“What do you want the most?”–Daily Metta

December 25:

gandhi-21

“The force of the spirit is ever progressive and endless. Its full expression makes it unconquerable in the world.”

–Gandhi (Harijan, February 10, 1946)

The other day at school, my six year-old friend Ben came over to me with a few questions that were on his mind about Gandhi. For the past year, Ben has had a passionate curiosity about boats and (remember, Ben is six) pirates and the Navy. Still, with his gentle, artistic, creative nature it was not a surprise to me that he had been thinking pretty seriously about Mahatma Gandhi, too, of whom he hears me speak regularly. Not to mention the images that are in our classroom of the Great Soul. I knelt down to talk with him–Ben wanted to know about Gandhi as a person, and almost out of nowhere, he asked me if I knew the names of Gandhi’s mother and father. Putlibhai and Karamchand. And we discussed the way that Gandhi was actually Mohandas Karamachand’s last name.

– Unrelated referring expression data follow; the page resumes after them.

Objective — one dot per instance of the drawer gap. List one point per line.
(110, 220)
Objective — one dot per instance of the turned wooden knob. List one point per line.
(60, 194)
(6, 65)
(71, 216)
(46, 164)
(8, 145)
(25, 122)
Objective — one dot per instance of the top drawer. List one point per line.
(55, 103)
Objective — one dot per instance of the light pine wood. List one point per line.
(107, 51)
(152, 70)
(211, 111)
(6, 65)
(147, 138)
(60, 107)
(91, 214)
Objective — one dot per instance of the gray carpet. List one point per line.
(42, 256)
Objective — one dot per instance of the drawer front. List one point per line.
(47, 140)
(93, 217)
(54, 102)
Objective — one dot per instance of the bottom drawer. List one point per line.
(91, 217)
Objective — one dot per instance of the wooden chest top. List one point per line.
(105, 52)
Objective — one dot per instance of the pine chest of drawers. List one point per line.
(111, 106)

The next question then bubbled out: how did he get to be so patient? Wow. I thought. This is really serious! And I thought about it for a moment and told him the most basic principle of nonviolence I could think of: more than anything else in all of his heart, Gandhi knew that he wanted to help others, to be of service to the world. He thought all of the time about how to do this and practiced all of the time. Ben grew more than usually thoughtful, perhaps thinking about boat construction that has occupied his mind for such a long time, and he came back, “So he’s basically the opposite of a pirate.”

Experiment in nonviolence:
What do you want more than anything else?